THE United Nations last night began to mobilise what it called the biggest relief operation in its history to cope with the disaster caused by one of the worst tsunamis in history.

Battle for survival begins

David Nabarro, who heads the World Health Organisation’s health crisis team, said up to five million people lacked the basic essentials to survive.

Reeking corpses rotted in the tropical sun from India to Indonesia and many who escaped death fought for survival against thirst and disease.

Rescuers scoured remote coastlines around the Indian Ocean for survivors of Sunday’s devastating seawater surge.

“I would not be at all surprised that we will be on 100,000 (deaths) when we know what has happened on the Andaman and Nicobar islands,” said Peter Rees of the International Federation of Red Cross and Red Crescent Societies.

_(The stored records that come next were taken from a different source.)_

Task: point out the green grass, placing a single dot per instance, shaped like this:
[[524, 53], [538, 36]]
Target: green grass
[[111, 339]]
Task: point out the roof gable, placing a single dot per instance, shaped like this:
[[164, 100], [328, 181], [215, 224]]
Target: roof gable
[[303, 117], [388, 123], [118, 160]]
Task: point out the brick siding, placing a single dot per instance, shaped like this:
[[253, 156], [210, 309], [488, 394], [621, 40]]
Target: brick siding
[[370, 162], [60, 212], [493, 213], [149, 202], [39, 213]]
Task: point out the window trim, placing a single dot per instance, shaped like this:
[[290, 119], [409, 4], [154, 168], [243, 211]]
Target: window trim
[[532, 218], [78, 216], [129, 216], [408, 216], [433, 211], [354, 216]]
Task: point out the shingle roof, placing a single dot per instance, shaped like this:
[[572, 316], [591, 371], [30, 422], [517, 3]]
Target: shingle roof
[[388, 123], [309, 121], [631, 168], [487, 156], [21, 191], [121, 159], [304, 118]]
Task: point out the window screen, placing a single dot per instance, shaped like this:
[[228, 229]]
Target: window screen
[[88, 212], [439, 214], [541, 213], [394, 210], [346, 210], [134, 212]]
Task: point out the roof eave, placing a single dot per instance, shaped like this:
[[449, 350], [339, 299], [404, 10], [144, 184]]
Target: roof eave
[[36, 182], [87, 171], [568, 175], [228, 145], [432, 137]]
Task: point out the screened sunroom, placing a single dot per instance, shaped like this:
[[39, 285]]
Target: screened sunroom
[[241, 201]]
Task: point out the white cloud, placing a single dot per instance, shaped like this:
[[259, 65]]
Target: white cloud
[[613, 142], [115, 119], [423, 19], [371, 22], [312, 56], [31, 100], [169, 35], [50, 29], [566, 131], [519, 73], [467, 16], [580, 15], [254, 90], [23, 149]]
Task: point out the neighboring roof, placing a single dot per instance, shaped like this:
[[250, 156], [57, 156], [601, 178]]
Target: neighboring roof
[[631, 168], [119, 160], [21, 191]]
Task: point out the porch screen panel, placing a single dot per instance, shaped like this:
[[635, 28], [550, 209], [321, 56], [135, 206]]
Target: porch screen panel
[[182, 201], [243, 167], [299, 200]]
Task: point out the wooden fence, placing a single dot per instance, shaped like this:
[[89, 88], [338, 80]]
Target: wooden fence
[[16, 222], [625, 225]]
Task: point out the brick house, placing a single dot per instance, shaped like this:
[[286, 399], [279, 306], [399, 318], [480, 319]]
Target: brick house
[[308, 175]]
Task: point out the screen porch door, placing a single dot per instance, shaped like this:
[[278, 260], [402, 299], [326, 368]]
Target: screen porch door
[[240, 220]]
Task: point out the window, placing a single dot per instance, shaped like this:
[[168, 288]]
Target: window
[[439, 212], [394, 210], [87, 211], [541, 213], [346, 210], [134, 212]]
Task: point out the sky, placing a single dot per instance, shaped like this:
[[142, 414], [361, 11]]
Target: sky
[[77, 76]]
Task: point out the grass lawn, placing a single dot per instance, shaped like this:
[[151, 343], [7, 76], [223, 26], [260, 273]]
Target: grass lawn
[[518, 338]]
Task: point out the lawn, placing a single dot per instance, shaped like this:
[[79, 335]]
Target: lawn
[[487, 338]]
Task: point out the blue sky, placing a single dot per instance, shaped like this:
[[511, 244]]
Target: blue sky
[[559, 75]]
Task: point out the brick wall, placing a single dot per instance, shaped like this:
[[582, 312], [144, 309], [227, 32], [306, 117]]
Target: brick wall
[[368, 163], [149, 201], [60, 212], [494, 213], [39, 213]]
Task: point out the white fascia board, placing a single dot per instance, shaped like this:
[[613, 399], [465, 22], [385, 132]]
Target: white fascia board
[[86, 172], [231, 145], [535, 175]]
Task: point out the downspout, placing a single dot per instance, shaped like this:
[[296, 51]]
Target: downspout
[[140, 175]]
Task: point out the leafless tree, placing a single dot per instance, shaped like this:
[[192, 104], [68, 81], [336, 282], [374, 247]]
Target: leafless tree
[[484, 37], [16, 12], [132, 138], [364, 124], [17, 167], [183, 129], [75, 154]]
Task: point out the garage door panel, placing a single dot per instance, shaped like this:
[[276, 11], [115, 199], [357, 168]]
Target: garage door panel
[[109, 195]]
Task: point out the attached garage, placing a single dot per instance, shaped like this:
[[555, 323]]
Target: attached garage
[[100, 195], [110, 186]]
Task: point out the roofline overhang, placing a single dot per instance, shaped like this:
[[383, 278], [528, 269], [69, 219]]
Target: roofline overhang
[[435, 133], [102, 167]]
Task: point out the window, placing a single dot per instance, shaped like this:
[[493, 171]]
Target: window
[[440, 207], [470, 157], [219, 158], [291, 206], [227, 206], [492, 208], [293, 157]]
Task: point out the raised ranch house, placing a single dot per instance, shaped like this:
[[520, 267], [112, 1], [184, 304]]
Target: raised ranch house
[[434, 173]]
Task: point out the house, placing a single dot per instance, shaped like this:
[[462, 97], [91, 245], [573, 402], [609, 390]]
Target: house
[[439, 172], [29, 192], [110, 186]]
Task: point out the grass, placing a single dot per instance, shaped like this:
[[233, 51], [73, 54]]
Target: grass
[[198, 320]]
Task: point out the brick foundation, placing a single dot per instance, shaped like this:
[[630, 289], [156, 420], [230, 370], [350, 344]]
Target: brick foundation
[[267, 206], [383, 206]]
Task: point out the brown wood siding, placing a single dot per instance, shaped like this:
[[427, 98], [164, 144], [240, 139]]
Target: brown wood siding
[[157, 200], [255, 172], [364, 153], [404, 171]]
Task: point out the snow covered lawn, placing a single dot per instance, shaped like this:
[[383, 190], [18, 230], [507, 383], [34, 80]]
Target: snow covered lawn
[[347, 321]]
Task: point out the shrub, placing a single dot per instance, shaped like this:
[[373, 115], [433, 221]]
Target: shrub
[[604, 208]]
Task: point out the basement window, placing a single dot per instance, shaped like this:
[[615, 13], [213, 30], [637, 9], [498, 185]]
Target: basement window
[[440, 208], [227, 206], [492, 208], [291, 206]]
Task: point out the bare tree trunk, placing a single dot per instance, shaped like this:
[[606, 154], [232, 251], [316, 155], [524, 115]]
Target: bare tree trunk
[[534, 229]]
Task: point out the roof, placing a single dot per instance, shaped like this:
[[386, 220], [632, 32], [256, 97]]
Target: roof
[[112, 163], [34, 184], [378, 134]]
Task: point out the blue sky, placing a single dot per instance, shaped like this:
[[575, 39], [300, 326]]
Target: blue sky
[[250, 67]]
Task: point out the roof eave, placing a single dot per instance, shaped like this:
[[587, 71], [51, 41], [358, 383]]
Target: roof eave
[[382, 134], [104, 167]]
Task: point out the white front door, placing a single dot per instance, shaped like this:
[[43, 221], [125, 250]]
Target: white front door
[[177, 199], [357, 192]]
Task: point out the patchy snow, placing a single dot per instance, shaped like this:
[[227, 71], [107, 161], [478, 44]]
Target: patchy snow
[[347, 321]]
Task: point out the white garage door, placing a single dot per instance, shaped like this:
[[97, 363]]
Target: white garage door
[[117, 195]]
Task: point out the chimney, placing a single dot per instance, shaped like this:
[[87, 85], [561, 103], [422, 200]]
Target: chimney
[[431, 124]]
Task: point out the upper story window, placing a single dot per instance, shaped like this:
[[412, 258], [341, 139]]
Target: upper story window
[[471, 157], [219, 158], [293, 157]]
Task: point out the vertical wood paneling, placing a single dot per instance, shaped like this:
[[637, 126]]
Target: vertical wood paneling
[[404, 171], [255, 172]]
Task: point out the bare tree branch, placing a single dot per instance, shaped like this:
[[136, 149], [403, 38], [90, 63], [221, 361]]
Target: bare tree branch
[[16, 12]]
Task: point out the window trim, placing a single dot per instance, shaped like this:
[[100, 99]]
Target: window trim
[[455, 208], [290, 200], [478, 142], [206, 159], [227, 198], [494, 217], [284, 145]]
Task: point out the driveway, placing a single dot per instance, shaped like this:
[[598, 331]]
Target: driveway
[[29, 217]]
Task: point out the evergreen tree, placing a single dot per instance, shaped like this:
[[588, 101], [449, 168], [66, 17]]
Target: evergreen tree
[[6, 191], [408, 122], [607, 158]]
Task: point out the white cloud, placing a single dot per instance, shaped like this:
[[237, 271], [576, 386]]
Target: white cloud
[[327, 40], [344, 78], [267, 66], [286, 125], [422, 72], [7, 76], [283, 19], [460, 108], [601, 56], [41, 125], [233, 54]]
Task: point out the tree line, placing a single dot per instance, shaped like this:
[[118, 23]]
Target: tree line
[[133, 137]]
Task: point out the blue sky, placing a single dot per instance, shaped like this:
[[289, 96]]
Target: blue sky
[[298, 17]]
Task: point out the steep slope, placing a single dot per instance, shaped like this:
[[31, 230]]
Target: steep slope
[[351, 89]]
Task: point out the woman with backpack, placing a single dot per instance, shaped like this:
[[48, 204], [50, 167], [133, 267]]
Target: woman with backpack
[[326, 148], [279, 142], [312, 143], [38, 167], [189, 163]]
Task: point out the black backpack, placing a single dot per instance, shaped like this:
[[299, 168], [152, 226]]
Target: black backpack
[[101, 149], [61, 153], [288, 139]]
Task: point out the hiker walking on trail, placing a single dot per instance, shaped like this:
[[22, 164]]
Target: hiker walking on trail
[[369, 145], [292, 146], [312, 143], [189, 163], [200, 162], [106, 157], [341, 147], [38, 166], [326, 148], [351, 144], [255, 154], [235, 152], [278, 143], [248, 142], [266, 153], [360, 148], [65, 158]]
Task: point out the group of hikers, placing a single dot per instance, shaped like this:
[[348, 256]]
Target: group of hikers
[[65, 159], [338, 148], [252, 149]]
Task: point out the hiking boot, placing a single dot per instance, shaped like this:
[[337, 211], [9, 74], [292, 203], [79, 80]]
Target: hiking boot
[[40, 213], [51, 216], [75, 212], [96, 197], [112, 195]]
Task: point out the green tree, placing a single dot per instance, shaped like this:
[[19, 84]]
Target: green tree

The federation currently puts the death toll at 77,828.

The colossal surge was triggered by an undersea earthquake of magnitude 9.0, the biggest in 40 years, off the Indonesian island of Sumatra. It spread an arc of death from Indonesia to Sri Lanka and beyond to Africa.

US scientists said the quake that set off the wall of water had moved tectonic plates beneath the Indian Ocean by up to 100 feet, causing the Earth to wobble on its axis and permanently shortening the day by a fraction of a second.

Indonesia has suffered the biggest death toll, with 36,268 known to be dead, although the toll could rise to 80,000 in Aceh alone, the province closest to the quake’s epicentre.

President Susilo Bambang Yudhoyono spoke of “frightening reports” from Aceh province, on the northern tip of Sumatra.

“Perhaps as many as five million people are not able to access what they need for living,” said Mr Nabarro. “Either they cannot get water, or their sanitation is inadequate, or they cannot get food.”

The relief operation struggled to get going as health experts said disease could kill as many people as the waves.

Buddhist monks handed out rice and curry to survivors in Sri Lanka and aircraft dropped food to isolated Indonesian towns.

The World Food Programme was trucking food to parts of Sri Lanka while the Red Cross sent sanitation teams to villages in Sri Lanka and Indonesia.

US Secretary of State Colin Powell said the international community might have to give billions of dollars in aid. Washington more than doubled its pledge to $35m and ordered 12 vessels to the region.

In Sri Lanka, where the death toll topped 22,400, Tamil Tiger rebels appealed for help as they dug mass graves to bury thousands of bodies. All 135 children at an orphanage run by women rebels were killed.

Rescue teams headed out to the last of India’s remote Andaman and Nicobar islands, cut off since Sunday. People on some of the isles have been surviving on coconuts. In parts of India’s Tamil Nadu state officials gave up trying to count the dead and counted survivors instead, while burying bodies in mass graves.

The official toll in Thailand is 1,600, but 3,500 foreigners were unaccounted for, including more than 2,000 Scandinavians.

More than 1,800 bodies have been recovered from Khao Lak beach, north of Phuket island, and more than 3,000 people may have died there alone. More than 300 dead had been found on Phi Phi island.

Hundreds of people were killed in the Maldives, Burma and Malaysia. The wave struck as far away as Somalia and Kenya.